Police chiefs in England and Wales have been asked to contribute their best and brightest officers to a captive breeding programme due to be launched in the Autumn.
The move comes as Chief Constables from across the UK raised concerns about the ability of forces to fight crime due to dwindling police officer numbers, with some acknowledging that ‘low-level’ crimes might not be investigated at all.
“The simple fact of the matter is there are not enough police officers out there to keep up with demand,” said Chief Superintendent Bob Wilson, who will be overseeing the programme.
“The government have made it quite clear that there is no money available to fund more officers, so boosting our numbers through captive breeding is the only viable solution.”
All forty-three forces from across England and Wales will be asked to contribute at least two officers to the programme, one female and one male, and an enclosure capable of holding up to one hundred officers is currently being constructed close to the College of Policing’s headquarters in Coventry. The facility will be equipped with a cinema, a range of bars and restaurants, and an indoor artificial beach, with approximately two hundred cameras streaming round-the-clock footage of the residents to the outside world, in the hope that the project will become self-funding if the public are allowed to vote on proceedings via a premium-rate telephone number.

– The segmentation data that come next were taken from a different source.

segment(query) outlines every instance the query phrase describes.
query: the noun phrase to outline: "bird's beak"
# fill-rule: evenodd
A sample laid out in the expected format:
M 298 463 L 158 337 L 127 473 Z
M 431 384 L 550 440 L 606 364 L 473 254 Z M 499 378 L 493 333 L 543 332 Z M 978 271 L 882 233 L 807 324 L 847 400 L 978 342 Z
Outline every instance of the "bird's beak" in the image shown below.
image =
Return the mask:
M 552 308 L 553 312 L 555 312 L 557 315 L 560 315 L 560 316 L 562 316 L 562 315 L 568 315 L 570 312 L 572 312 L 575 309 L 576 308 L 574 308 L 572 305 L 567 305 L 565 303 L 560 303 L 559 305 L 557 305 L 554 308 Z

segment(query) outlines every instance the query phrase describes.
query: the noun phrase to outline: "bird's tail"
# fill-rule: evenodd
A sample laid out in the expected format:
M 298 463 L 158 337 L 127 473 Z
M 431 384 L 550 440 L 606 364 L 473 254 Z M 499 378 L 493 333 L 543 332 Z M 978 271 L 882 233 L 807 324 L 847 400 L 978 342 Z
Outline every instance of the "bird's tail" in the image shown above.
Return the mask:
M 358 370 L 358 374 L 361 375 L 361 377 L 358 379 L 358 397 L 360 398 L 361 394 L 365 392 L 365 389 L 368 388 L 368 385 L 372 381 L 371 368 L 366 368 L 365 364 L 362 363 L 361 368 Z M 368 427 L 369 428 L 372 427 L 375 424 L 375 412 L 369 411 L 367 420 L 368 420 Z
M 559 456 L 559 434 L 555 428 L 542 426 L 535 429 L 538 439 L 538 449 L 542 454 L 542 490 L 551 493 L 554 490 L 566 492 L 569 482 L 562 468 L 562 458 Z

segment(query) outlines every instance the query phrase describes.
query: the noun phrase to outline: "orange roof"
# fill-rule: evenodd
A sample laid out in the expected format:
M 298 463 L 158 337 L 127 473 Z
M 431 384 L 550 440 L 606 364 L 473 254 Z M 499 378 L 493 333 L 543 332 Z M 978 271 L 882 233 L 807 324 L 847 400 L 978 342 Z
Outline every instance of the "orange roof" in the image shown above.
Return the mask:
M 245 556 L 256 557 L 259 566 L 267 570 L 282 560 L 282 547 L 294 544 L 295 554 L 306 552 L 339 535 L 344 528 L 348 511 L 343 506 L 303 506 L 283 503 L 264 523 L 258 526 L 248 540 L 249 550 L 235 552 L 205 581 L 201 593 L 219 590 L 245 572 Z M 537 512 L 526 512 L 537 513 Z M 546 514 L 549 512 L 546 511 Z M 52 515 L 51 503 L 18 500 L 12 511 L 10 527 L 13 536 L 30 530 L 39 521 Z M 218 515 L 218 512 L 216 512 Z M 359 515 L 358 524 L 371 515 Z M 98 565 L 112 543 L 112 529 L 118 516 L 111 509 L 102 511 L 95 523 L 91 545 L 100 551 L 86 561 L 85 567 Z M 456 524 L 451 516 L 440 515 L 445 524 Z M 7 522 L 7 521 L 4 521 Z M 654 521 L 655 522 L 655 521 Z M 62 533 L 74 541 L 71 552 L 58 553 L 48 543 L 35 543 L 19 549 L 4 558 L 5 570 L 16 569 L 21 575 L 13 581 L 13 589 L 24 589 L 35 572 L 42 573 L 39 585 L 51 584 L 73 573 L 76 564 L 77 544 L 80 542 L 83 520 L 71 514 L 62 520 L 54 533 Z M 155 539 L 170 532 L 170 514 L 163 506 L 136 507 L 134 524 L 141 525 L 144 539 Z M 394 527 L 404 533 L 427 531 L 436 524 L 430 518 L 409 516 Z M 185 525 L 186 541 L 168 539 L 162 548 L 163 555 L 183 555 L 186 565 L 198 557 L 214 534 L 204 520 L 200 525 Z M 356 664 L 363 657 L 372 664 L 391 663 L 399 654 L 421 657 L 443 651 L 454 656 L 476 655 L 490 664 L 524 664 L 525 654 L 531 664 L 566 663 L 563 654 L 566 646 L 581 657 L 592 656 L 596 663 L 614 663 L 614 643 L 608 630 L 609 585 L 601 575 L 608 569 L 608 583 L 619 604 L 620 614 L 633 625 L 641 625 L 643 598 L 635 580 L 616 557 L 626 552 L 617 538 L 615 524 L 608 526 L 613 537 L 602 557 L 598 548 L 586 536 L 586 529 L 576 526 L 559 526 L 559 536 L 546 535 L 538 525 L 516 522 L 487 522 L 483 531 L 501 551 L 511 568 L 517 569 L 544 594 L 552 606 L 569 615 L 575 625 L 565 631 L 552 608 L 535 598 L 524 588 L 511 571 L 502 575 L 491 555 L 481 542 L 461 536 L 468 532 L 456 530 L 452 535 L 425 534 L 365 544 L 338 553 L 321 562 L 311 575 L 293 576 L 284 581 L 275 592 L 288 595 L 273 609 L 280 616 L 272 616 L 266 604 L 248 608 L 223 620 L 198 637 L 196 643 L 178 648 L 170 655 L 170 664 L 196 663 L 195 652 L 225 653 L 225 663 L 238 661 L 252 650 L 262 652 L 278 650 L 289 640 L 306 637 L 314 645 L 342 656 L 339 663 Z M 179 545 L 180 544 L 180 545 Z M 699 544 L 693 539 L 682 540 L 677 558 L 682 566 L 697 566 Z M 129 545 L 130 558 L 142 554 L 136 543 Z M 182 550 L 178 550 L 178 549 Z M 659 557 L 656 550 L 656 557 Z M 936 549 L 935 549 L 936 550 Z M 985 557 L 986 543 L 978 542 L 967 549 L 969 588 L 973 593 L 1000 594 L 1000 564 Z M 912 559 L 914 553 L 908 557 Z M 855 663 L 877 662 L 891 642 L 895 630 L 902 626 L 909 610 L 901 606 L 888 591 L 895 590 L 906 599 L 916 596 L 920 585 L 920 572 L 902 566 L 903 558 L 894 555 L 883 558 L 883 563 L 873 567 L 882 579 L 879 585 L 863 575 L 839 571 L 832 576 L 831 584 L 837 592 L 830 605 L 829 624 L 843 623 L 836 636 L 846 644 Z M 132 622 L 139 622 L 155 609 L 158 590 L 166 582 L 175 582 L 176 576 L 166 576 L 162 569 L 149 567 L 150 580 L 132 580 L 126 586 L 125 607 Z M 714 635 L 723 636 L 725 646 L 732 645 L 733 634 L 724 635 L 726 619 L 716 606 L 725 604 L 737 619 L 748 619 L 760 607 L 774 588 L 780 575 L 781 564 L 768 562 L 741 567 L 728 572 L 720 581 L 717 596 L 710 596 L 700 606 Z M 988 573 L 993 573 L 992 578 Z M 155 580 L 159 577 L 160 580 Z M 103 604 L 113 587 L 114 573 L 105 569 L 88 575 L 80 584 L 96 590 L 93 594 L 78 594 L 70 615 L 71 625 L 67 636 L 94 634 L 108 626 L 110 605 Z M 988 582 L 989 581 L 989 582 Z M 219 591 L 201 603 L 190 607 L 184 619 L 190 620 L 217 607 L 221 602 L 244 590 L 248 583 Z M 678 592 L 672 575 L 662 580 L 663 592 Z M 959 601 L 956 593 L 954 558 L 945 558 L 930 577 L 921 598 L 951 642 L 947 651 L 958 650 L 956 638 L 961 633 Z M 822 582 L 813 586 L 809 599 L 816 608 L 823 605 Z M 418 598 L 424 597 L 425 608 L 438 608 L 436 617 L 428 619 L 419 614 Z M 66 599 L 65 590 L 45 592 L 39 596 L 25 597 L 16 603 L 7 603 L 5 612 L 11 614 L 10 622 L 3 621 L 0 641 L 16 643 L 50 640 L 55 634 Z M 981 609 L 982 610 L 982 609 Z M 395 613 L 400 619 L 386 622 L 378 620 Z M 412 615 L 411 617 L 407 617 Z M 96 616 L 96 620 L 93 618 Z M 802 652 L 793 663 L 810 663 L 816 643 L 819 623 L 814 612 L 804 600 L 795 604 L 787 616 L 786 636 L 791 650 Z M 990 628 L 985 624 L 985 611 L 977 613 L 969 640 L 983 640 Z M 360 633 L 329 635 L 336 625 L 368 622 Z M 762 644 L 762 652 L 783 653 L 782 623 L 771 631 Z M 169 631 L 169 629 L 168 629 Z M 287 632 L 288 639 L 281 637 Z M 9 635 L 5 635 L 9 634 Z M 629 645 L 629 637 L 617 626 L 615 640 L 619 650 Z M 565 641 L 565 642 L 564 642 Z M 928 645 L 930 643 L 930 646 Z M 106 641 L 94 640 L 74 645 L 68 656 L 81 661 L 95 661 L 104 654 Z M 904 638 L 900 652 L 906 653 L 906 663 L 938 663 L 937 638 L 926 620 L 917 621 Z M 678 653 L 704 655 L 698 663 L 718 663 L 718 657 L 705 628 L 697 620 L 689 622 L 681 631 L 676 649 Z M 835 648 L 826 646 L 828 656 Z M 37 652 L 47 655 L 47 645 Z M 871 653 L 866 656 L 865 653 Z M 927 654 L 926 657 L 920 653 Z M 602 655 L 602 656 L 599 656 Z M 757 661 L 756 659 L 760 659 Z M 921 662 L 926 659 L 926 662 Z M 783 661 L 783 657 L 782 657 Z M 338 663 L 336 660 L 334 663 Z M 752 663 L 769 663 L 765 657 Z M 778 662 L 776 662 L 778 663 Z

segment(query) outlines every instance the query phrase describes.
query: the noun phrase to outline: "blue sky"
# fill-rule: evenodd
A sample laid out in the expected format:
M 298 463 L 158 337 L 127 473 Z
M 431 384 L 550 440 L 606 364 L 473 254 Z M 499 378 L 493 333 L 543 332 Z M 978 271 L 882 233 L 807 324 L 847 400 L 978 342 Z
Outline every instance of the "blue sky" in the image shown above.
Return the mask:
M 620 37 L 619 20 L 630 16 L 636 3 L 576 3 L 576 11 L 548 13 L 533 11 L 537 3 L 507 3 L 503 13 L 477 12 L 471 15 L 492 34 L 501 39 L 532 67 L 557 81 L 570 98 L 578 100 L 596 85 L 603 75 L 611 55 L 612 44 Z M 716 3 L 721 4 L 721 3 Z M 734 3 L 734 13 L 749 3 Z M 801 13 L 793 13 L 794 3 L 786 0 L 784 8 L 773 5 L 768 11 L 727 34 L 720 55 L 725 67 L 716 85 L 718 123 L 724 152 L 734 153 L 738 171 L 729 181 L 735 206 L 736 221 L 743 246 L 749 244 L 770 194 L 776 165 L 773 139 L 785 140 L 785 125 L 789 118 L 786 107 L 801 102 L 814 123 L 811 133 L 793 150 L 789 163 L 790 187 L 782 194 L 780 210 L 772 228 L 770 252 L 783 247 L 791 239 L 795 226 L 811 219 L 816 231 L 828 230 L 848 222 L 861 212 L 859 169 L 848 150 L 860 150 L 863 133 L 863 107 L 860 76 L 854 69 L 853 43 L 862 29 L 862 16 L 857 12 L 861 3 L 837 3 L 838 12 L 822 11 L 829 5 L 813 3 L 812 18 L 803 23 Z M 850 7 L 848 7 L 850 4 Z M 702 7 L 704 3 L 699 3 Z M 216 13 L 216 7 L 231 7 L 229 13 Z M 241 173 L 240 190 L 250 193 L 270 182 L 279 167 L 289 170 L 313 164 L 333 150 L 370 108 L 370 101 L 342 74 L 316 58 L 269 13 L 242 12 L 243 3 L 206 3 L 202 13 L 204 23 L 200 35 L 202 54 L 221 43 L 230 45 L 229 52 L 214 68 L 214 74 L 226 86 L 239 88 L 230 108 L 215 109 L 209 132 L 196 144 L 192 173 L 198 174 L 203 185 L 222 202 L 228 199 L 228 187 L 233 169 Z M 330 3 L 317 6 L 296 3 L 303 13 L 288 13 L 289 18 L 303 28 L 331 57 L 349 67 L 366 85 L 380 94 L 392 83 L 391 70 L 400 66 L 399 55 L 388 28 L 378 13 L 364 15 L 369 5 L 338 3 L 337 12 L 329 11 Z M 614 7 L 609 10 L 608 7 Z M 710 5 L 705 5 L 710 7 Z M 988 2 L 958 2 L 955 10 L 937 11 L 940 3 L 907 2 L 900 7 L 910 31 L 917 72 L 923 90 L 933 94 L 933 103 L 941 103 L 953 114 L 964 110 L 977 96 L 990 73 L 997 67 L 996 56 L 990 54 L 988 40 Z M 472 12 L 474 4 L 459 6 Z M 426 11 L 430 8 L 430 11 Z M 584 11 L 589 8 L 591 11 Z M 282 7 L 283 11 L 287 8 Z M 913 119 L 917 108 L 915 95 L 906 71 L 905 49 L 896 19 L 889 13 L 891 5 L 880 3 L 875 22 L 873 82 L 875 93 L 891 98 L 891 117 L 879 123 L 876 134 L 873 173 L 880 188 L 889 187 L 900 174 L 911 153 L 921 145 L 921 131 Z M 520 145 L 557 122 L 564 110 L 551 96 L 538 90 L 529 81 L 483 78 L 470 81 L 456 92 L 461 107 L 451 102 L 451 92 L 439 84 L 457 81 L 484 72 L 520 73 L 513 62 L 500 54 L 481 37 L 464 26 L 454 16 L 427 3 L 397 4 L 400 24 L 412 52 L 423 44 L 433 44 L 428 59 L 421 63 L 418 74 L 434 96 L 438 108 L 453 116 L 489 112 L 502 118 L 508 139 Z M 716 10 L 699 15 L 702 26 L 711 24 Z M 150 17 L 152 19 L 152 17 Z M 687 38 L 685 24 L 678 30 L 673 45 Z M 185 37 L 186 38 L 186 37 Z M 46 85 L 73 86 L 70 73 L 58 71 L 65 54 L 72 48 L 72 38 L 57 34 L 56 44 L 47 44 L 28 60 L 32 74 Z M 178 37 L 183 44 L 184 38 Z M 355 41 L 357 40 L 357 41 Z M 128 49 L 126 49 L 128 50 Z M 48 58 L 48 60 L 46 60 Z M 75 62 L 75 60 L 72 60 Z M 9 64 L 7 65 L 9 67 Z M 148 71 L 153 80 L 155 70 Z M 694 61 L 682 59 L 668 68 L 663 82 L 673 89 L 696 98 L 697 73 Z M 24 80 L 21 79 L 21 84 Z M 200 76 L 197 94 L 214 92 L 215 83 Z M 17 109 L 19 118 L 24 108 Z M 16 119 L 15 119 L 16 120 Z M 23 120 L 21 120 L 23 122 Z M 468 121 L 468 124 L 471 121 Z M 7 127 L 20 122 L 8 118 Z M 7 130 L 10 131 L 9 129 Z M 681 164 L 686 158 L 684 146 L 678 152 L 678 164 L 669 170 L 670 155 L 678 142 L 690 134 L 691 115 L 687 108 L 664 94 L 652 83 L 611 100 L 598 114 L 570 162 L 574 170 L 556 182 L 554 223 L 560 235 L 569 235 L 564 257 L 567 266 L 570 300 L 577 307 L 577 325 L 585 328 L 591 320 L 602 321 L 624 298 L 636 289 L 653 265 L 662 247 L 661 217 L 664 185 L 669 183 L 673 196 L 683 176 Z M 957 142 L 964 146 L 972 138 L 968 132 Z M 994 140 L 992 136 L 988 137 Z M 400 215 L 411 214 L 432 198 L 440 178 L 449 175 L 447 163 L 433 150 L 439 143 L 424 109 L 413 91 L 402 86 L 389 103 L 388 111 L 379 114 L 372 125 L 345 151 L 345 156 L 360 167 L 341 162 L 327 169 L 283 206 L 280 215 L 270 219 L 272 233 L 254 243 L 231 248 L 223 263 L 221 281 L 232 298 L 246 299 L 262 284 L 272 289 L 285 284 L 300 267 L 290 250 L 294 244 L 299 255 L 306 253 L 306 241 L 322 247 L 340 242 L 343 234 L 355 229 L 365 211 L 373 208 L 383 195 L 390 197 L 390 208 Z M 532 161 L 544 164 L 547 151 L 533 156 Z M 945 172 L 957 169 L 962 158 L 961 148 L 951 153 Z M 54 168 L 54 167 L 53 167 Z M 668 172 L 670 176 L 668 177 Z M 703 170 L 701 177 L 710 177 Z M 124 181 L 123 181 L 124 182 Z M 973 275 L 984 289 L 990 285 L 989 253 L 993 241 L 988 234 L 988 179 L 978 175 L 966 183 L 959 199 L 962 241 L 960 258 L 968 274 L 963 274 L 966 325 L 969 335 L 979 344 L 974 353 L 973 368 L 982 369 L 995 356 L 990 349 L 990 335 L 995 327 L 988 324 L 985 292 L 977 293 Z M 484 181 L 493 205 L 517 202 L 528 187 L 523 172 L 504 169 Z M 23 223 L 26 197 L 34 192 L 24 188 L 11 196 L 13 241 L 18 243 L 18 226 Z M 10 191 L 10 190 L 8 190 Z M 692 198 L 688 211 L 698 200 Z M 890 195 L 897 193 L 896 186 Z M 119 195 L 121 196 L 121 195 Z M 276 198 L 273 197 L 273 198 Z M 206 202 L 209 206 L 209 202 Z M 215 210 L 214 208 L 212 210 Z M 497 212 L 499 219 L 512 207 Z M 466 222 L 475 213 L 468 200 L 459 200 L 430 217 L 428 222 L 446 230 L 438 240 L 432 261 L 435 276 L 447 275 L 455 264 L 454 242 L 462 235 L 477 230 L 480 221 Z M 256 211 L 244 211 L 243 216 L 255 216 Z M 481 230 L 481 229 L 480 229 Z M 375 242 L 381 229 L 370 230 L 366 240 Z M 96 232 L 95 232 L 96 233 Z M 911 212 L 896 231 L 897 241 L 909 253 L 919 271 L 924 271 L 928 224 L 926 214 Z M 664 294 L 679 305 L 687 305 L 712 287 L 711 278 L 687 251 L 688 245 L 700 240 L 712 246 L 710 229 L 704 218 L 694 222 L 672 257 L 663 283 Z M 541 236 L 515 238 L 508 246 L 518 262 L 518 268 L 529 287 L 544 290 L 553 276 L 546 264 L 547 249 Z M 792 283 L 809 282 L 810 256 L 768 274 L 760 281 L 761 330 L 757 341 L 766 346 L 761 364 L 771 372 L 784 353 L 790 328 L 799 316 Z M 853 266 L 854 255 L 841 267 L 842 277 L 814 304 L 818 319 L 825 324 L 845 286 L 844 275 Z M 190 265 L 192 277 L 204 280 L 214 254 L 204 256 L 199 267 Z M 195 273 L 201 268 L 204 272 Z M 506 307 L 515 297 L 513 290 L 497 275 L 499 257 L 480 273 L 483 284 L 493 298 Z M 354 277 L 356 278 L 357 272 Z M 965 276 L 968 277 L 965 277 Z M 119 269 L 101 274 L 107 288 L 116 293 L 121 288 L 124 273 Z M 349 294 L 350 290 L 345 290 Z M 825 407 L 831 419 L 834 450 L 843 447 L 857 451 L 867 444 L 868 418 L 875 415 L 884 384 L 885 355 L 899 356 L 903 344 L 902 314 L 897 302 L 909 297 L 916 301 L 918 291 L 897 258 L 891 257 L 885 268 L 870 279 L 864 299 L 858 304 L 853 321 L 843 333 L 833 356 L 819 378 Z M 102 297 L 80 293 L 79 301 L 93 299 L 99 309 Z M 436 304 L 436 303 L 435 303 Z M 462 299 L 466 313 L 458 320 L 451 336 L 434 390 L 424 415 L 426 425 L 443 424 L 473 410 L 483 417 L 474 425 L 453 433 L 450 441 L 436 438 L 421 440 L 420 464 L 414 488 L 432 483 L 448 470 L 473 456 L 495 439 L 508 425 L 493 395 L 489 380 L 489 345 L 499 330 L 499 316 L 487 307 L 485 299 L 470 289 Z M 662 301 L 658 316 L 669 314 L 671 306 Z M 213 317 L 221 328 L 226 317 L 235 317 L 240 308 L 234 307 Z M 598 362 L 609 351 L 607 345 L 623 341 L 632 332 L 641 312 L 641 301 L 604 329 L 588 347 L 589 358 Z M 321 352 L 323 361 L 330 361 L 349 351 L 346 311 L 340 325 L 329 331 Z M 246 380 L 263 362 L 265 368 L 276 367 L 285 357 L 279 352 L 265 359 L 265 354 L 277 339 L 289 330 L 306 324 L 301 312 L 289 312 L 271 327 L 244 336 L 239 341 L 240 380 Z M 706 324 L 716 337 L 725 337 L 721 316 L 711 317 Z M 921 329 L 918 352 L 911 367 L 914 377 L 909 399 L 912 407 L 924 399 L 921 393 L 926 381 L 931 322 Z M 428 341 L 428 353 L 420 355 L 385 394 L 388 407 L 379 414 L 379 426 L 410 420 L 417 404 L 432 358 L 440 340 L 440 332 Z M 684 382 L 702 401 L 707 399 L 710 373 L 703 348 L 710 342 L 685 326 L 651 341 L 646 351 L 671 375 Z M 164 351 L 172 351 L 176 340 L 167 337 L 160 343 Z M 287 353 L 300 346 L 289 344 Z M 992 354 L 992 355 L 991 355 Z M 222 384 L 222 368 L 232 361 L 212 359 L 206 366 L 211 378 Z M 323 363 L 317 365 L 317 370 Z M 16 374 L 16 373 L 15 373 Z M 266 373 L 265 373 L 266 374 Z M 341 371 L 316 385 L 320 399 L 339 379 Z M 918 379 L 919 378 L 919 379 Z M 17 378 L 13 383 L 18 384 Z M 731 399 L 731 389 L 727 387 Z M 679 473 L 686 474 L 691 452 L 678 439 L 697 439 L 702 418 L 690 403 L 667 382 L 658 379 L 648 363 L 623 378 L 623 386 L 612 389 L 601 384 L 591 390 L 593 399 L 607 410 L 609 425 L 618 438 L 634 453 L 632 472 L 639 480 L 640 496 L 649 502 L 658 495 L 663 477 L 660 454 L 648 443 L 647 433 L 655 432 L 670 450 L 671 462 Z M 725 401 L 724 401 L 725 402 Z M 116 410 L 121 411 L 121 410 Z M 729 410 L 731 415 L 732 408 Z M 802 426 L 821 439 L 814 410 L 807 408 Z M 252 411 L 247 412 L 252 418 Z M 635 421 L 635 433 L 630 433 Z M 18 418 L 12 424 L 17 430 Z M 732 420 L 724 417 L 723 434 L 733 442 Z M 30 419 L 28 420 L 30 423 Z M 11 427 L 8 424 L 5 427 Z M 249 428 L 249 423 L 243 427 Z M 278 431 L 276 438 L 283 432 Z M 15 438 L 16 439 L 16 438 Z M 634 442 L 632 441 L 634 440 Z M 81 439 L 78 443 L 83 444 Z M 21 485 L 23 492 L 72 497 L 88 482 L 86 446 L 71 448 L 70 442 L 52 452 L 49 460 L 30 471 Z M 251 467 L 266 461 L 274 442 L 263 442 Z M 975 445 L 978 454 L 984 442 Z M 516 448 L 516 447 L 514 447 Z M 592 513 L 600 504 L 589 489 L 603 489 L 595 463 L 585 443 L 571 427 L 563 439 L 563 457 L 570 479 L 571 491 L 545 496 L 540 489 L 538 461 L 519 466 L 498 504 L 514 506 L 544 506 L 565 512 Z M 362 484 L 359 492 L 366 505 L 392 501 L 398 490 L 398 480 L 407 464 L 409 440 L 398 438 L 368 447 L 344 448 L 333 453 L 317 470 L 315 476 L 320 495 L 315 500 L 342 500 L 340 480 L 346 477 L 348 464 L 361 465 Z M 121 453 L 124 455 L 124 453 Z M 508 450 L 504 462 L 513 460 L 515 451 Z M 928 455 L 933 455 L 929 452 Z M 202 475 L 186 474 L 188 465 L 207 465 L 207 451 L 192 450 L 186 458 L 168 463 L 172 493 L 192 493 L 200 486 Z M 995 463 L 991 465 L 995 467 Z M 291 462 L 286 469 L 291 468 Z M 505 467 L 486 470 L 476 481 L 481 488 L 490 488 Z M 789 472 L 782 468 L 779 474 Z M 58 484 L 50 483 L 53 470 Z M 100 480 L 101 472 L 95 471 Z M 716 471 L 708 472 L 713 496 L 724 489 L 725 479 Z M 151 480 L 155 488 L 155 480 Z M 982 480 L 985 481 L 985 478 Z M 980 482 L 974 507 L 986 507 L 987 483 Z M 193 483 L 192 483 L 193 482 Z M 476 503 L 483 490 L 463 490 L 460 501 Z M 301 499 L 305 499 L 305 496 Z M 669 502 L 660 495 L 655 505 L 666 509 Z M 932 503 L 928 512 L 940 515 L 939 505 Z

“If shows like Big Brother and I’m A Celebrity have taught us anything,” said Wilson, “it is that the public are more than happy to vote, and even pay for the privilege, if it means that they get to decide what happens to a bunch of sexy people trapped in a television studio.
“I can’t help but feel that we wouldn’t be in this mess if Diane Abbott looked better in a bikini.”
However, the project’s lead geneticist, Professor Graham Spigot, said that breeding pairs would be determined by science, rather than by public vote, highlighting an unsuccessful pilot project in South Yorkshire that produced an unnaturally high number of overly-attractive blonde officers.
“They were all snapped up by specialist CID units within the first six months and the divorce rate amongst Detective Sergeants went through the roof,” he said.
Spigot told our reporter that the project would only be considered a success if it reared large numbers of front-line response officers.
“That means producing normal-looking individuals who are smart, reasonably independent and equipped with sufficient levels of empathy, patience and sarcasm to deal with the torrents of utter fuckwittery they will encounter on daily basis,” he said.
“Too twatty and they’ll end up turning into Traffic Officers, too stupid and we’ll lose them all to Public Order units.
“A limited number of specimens will be deliberately bred to possess extraordinary powers of hindsight, coupled with an inability to make rational decisions under pressure, but only because you’ve got to have a few individuals suitable for promotion into the senior ranks.”
Meantime, Chief Superintendent Wilson advised the public to take common-sense precautions to stop themselves becoming victims of crime.
“The chances of terrible things happening to you and your loved ones can be significantly reduced if you always lock your doors and windows before going out, you avoid walking through poorly-lit areas at night, and you stop voting for the fucking Conservatives at general elections.”